NHS Highland confirmed that a Freedom of Information request
had highlighted the fact that NHS Highland spent £937,204 on locums at the town's Riverbank Medical Practice from January 2013 to September 2014.
Ms Duff said: “We have had difficulties recruiting GPs in other parts of NHS Highland’s area, and particularly in the far north.
“We knew we would have to consider a new way of delivering GP services in North West Sutherland and had hoped the idea
of a multi-disciplinary team, including new GPs, would prove attractive to doctors.
"Having failed to attract GP applicants, we clearly need to continue our discussions with the local community and will be considering
all options.”
Durness is the latest rural area to suffer a lack of interest.
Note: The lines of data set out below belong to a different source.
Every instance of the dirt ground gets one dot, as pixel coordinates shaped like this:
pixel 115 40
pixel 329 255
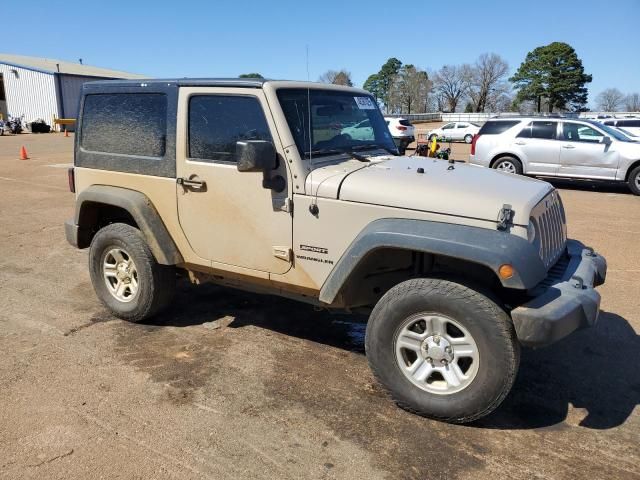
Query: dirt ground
pixel 234 385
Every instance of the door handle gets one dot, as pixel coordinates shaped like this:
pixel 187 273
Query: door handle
pixel 191 183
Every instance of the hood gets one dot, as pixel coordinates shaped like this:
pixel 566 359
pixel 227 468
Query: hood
pixel 465 191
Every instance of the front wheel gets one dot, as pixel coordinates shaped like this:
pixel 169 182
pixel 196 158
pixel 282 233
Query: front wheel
pixel 634 181
pixel 442 349
pixel 508 165
pixel 125 275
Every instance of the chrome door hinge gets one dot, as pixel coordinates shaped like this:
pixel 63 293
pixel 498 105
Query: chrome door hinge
pixel 283 204
pixel 283 253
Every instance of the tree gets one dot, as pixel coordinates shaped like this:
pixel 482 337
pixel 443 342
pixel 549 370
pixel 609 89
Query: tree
pixel 610 100
pixel 372 85
pixel 485 80
pixel 337 77
pixel 379 84
pixel 450 83
pixel 632 102
pixel 409 90
pixel 553 72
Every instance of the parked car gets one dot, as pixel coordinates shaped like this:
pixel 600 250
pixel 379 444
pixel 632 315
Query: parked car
pixel 459 266
pixel 558 148
pixel 456 131
pixel 631 125
pixel 402 131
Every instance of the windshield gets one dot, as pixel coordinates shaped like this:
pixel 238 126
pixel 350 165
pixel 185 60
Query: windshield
pixel 340 121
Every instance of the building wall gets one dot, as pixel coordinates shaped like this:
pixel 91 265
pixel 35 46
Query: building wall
pixel 30 93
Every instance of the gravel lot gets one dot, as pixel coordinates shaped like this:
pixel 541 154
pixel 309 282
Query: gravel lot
pixel 234 385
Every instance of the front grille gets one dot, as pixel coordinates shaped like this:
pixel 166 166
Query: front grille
pixel 551 228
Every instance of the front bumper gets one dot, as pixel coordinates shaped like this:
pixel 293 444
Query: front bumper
pixel 565 301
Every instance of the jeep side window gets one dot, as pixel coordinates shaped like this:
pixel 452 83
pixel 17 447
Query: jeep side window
pixel 217 122
pixel 125 123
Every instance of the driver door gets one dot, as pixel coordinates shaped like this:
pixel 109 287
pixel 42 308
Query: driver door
pixel 228 216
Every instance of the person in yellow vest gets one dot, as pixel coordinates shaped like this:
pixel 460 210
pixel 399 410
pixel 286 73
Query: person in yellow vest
pixel 433 147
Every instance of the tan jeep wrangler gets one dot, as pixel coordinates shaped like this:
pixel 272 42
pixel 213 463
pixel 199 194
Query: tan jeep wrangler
pixel 297 189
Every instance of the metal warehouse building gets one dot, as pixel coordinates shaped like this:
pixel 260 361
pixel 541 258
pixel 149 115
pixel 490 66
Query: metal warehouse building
pixel 46 88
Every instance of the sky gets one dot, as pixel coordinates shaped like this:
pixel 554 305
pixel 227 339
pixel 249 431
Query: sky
pixel 224 39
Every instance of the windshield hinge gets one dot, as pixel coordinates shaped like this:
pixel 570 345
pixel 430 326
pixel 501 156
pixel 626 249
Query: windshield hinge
pixel 283 204
pixel 505 217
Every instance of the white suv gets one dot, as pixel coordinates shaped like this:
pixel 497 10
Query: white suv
pixel 558 147
pixel 402 131
pixel 456 131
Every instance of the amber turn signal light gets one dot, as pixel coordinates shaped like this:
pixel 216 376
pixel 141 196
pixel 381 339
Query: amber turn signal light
pixel 506 271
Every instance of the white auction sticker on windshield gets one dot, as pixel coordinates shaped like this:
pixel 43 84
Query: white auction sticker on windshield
pixel 364 103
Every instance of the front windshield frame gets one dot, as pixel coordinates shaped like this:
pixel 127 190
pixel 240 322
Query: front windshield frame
pixel 332 130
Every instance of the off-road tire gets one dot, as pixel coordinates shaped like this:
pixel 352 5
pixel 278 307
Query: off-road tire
pixel 156 283
pixel 517 164
pixel 634 180
pixel 488 324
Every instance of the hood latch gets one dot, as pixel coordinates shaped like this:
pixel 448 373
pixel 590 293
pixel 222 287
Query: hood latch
pixel 505 217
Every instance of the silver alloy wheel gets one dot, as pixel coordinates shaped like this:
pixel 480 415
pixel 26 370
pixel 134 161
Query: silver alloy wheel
pixel 120 274
pixel 506 166
pixel 436 353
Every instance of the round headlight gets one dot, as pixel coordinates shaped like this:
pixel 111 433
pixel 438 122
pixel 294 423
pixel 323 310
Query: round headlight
pixel 531 231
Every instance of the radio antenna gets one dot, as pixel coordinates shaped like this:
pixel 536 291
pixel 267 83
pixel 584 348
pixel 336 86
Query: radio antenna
pixel 313 207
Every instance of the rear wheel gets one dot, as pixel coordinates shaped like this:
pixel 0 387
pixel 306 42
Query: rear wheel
pixel 442 349
pixel 126 276
pixel 634 180
pixel 508 165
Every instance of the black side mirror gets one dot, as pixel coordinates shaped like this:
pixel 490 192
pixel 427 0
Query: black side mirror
pixel 256 156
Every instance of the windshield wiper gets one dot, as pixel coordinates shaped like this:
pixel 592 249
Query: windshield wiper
pixel 335 151
pixel 369 146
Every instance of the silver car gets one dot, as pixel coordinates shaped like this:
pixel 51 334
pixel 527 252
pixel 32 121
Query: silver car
pixel 558 147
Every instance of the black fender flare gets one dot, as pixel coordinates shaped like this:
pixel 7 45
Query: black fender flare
pixel 490 248
pixel 140 208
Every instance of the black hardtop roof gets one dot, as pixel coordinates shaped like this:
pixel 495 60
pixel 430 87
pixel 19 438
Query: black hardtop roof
pixel 182 82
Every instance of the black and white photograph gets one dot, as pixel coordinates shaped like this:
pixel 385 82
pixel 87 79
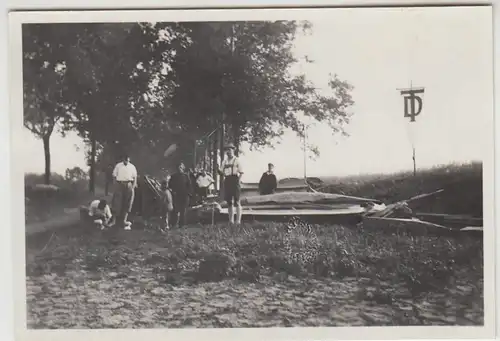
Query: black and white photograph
pixel 257 169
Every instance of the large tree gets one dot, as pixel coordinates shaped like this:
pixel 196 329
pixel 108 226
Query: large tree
pixel 239 74
pixel 44 85
pixel 112 70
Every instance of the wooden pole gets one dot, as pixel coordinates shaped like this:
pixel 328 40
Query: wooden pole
pixel 194 154
pixel 414 163
pixel 305 154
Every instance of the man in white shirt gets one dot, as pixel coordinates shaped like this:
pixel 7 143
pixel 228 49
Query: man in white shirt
pixel 204 181
pixel 232 171
pixel 125 182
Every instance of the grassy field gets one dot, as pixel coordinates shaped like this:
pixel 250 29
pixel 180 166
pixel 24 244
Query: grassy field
pixel 462 184
pixel 259 275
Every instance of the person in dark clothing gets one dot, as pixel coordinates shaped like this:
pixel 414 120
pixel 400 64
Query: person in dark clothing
pixel 181 188
pixel 268 182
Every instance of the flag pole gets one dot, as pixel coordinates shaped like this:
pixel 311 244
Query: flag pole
pixel 305 154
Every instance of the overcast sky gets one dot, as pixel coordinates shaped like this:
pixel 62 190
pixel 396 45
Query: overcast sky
pixel 448 51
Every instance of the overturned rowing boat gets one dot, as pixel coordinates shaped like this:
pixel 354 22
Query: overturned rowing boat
pixel 290 203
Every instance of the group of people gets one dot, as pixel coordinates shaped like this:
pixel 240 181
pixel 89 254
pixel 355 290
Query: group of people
pixel 177 192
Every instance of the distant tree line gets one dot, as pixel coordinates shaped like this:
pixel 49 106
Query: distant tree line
pixel 139 87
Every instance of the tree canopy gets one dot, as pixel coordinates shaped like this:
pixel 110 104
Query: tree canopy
pixel 140 87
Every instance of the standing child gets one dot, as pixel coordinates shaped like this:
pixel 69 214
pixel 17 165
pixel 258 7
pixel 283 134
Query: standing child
pixel 167 204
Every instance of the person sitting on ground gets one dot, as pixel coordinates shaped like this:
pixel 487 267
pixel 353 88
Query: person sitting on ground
pixel 167 204
pixel 203 182
pixel 100 212
pixel 268 182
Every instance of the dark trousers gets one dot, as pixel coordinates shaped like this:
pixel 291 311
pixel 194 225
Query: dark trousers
pixel 180 203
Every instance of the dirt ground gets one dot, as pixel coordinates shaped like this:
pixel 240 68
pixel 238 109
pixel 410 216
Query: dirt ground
pixel 132 287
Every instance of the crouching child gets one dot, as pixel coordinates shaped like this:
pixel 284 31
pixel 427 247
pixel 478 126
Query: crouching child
pixel 100 213
pixel 166 204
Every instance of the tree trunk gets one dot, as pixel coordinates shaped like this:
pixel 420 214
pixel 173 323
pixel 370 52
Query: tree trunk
pixel 215 149
pixel 92 175
pixel 46 150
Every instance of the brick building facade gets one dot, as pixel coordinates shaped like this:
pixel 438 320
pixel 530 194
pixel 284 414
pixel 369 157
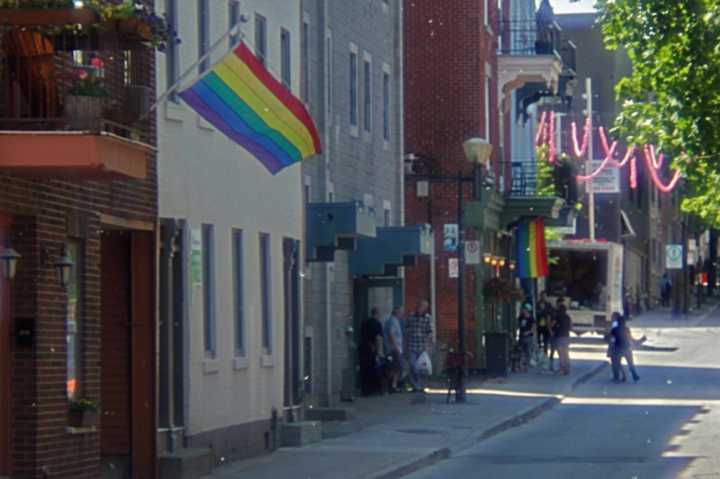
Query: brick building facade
pixel 88 191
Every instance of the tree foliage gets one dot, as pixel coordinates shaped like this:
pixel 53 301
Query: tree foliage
pixel 672 98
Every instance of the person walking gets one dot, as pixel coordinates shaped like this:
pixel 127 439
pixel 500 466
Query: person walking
pixel 370 354
pixel 562 339
pixel 623 344
pixel 393 335
pixel 554 324
pixel 526 323
pixel 665 290
pixel 544 315
pixel 418 330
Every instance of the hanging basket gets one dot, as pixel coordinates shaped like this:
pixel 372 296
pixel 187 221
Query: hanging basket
pixel 79 107
pixel 27 17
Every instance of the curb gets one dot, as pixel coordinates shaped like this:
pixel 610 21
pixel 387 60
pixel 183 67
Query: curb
pixel 395 472
pixel 518 420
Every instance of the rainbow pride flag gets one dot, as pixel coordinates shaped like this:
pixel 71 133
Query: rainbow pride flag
pixel 239 97
pixel 530 249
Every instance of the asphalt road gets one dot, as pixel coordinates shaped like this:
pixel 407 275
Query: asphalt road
pixel 665 426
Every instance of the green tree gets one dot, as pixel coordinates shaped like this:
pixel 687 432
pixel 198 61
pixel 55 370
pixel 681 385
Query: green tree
pixel 672 98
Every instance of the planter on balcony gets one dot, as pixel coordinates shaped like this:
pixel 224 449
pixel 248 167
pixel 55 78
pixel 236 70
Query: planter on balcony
pixel 25 17
pixel 79 107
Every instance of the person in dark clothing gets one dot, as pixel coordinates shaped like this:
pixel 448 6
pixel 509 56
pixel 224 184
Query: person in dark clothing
pixel 554 324
pixel 526 323
pixel 622 341
pixel 562 339
pixel 544 315
pixel 370 354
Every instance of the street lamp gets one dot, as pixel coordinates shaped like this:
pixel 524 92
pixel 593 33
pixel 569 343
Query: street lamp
pixel 9 260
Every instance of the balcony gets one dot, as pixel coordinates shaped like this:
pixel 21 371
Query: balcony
pixel 72 105
pixel 530 52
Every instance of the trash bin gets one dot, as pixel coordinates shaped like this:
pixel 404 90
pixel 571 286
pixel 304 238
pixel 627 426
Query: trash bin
pixel 497 354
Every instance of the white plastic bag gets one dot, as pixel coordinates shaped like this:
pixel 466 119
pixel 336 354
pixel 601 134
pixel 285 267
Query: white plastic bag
pixel 423 365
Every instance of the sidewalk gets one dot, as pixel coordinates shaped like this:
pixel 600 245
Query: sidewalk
pixel 396 435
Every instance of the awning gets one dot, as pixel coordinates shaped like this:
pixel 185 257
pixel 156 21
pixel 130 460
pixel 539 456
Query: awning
pixel 333 226
pixel 393 247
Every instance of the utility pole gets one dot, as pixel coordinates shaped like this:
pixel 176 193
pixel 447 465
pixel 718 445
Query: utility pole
pixel 589 164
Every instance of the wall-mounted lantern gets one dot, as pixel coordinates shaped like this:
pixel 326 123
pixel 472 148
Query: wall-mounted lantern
pixel 64 266
pixel 9 260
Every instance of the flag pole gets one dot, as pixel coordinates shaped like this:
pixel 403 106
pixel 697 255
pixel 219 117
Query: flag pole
pixel 234 30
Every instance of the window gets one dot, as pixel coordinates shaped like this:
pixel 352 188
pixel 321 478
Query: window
pixel 488 79
pixel 261 38
pixel 353 89
pixel 305 59
pixel 238 285
pixel 285 52
pixel 208 245
pixel 265 292
pixel 172 58
pixel 329 73
pixel 367 94
pixel 203 32
pixel 233 20
pixel 73 318
pixel 386 106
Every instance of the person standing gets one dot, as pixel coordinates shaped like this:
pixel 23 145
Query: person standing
pixel 526 323
pixel 665 290
pixel 370 354
pixel 623 344
pixel 418 331
pixel 393 336
pixel 562 339
pixel 544 314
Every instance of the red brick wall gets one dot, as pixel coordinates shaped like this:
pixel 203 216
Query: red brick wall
pixel 446 49
pixel 47 213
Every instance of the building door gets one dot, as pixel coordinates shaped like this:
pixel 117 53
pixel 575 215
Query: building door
pixel 115 389
pixel 5 358
pixel 291 297
pixel 127 393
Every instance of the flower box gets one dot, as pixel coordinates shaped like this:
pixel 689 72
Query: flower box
pixel 25 17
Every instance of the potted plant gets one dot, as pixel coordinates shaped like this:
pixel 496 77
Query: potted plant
pixel 87 95
pixel 82 413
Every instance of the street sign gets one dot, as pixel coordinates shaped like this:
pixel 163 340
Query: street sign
pixel 472 252
pixel 673 256
pixel 450 237
pixel 608 181
pixel 453 268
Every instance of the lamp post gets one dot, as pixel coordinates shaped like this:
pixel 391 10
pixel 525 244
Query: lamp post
pixel 477 151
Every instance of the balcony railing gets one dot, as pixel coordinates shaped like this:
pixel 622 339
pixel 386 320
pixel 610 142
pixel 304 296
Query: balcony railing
pixel 526 38
pixel 71 83
pixel 527 180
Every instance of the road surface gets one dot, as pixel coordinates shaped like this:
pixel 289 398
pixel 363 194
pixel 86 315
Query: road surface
pixel 665 426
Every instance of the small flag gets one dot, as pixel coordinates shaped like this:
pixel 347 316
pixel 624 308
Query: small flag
pixel 531 251
pixel 239 97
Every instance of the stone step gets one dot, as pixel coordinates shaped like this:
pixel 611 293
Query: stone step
pixel 302 433
pixel 190 463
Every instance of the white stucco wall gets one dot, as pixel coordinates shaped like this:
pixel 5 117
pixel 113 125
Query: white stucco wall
pixel 207 179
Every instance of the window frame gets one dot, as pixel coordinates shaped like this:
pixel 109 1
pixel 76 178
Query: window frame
pixel 209 296
pixel 367 106
pixel 203 31
pixel 261 38
pixel 286 58
pixel 265 270
pixel 238 264
pixel 354 94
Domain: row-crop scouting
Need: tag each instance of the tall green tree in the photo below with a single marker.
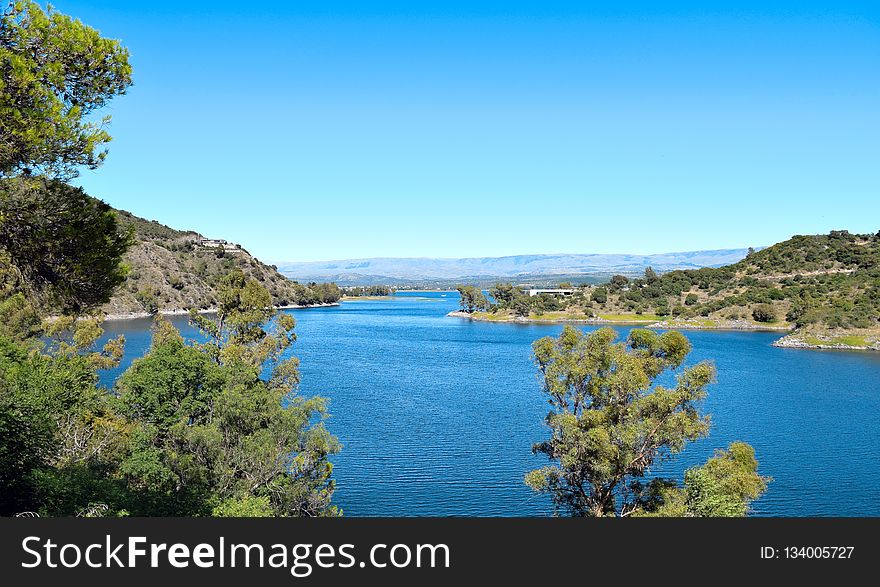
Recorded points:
(55, 72)
(472, 299)
(60, 246)
(220, 427)
(609, 422)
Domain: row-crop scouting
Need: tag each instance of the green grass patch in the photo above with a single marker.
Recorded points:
(630, 317)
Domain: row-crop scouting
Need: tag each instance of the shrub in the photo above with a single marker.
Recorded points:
(764, 313)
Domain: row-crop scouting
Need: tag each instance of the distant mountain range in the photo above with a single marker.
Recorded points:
(403, 270)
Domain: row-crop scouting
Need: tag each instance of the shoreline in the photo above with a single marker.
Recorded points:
(739, 325)
(180, 312)
(791, 338)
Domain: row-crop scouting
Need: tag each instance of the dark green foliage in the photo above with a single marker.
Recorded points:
(609, 423)
(55, 73)
(472, 299)
(764, 313)
(64, 246)
(372, 290)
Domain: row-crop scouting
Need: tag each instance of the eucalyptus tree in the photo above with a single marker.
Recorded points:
(472, 299)
(609, 423)
(55, 72)
(220, 426)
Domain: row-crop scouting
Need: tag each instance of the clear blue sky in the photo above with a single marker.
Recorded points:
(323, 130)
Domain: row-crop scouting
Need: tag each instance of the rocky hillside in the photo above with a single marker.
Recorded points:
(172, 271)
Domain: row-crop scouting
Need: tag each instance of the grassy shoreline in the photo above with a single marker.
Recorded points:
(868, 340)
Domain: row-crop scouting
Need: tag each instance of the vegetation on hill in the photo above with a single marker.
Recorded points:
(825, 286)
(608, 424)
(213, 428)
(173, 270)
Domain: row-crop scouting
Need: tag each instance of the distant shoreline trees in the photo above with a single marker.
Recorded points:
(609, 425)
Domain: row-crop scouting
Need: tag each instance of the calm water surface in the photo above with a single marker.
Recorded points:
(437, 415)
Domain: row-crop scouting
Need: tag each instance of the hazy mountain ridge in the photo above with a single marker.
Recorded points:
(174, 270)
(403, 269)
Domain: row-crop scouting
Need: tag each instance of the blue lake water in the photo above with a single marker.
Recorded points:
(437, 415)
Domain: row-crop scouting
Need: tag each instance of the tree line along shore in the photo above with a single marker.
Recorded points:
(823, 291)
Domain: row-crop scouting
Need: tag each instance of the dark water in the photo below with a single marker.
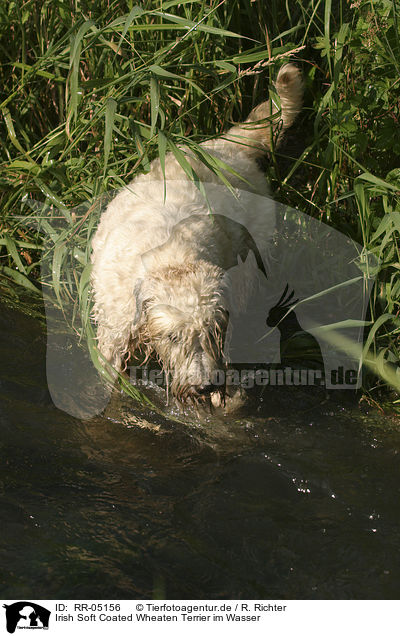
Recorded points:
(299, 499)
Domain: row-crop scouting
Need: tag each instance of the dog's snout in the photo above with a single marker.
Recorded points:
(203, 389)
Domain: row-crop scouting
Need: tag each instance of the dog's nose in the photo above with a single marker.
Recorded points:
(204, 389)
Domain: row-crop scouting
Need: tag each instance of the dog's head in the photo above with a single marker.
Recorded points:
(181, 321)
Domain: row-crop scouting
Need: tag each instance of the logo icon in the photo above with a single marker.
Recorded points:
(26, 615)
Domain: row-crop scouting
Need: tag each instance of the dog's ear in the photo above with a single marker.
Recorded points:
(138, 293)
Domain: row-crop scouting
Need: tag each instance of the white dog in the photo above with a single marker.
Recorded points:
(160, 257)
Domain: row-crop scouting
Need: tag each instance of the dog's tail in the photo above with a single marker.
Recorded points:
(258, 136)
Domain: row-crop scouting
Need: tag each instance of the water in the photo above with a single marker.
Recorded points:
(299, 498)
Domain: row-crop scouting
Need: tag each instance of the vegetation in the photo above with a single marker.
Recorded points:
(92, 91)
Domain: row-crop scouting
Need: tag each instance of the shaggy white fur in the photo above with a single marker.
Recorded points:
(159, 257)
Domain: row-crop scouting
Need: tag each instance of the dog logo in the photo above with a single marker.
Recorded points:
(26, 615)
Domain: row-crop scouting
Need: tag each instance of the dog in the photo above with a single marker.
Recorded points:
(165, 243)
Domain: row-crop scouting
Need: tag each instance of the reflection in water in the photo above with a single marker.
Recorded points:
(297, 498)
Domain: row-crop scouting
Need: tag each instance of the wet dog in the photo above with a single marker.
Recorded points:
(165, 243)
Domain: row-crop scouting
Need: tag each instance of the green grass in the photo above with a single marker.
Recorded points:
(92, 91)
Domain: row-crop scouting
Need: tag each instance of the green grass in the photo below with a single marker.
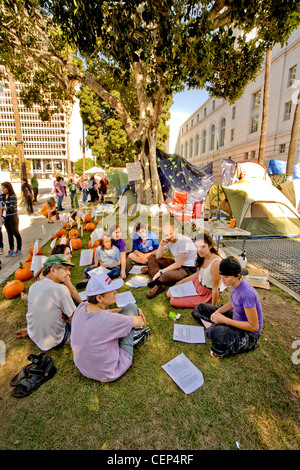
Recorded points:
(251, 398)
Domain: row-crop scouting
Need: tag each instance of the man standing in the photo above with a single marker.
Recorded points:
(164, 270)
(50, 306)
(35, 188)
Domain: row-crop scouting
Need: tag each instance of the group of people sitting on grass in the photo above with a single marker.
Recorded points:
(103, 338)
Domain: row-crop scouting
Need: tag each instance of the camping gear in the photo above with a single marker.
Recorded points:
(258, 207)
(33, 375)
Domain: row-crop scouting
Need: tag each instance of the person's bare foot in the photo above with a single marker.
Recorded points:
(22, 333)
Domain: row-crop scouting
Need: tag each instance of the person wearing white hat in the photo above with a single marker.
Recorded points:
(103, 340)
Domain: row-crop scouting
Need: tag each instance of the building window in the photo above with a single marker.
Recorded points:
(292, 75)
(223, 129)
(191, 148)
(197, 144)
(287, 110)
(212, 137)
(282, 148)
(203, 141)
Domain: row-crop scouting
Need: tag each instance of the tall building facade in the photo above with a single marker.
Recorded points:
(221, 130)
(44, 143)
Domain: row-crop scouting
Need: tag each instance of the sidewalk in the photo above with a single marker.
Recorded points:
(31, 228)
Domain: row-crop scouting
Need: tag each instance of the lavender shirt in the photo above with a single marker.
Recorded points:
(95, 343)
(245, 296)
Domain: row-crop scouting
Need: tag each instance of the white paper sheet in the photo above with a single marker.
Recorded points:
(136, 269)
(86, 257)
(137, 281)
(125, 298)
(99, 270)
(187, 289)
(189, 334)
(184, 373)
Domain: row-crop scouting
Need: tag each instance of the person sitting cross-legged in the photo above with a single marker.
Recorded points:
(50, 306)
(144, 244)
(163, 270)
(102, 339)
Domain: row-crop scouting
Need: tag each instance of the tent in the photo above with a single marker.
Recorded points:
(258, 207)
(291, 189)
(177, 174)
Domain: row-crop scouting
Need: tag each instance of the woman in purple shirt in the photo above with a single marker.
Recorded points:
(236, 326)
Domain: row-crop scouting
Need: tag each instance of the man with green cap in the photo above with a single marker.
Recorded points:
(50, 306)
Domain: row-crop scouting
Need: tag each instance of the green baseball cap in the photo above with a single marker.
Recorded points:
(59, 258)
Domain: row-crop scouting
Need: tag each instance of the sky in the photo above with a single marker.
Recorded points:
(185, 104)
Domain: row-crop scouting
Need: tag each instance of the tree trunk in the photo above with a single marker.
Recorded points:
(263, 132)
(293, 142)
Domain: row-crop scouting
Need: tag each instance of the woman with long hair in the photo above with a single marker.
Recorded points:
(207, 278)
(11, 218)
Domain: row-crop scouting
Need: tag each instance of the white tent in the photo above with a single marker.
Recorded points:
(95, 169)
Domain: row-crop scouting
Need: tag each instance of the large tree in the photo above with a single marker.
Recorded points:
(161, 44)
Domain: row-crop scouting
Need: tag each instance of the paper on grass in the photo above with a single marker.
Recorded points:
(86, 257)
(99, 270)
(137, 281)
(186, 289)
(125, 298)
(184, 373)
(136, 269)
(189, 334)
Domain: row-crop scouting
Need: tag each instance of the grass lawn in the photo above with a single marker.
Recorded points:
(251, 398)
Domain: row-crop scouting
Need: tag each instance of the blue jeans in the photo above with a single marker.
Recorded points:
(113, 273)
(126, 343)
(59, 201)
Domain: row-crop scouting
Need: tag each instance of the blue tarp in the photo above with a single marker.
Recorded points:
(177, 174)
(278, 167)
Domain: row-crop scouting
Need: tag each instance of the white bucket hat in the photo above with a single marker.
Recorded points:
(101, 284)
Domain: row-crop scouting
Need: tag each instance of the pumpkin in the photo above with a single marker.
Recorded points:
(13, 288)
(23, 273)
(75, 243)
(31, 251)
(73, 233)
(61, 232)
(94, 245)
(90, 227)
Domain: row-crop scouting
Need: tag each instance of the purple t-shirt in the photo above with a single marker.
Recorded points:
(121, 244)
(245, 296)
(95, 343)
The problems on the Isle of Arran are so acute that staff at Arran Medical Group dressed up as the A-Team for a promotional video to stir up interest in GP vacancies on the island.
According to a letter from Ms Robison, the nine GP surgeries being supported by NHS boards include a number in Forth Valley where the health board has had to step in because vacancies for doctors could not be filled.
She has said it is legitimate for boards to run practices for a number of reason, including a practice designed specifically for the homeless in Edinburgh. But Scottish Labour's spokesman Dr Richard Simpson claimed the true figure was higher.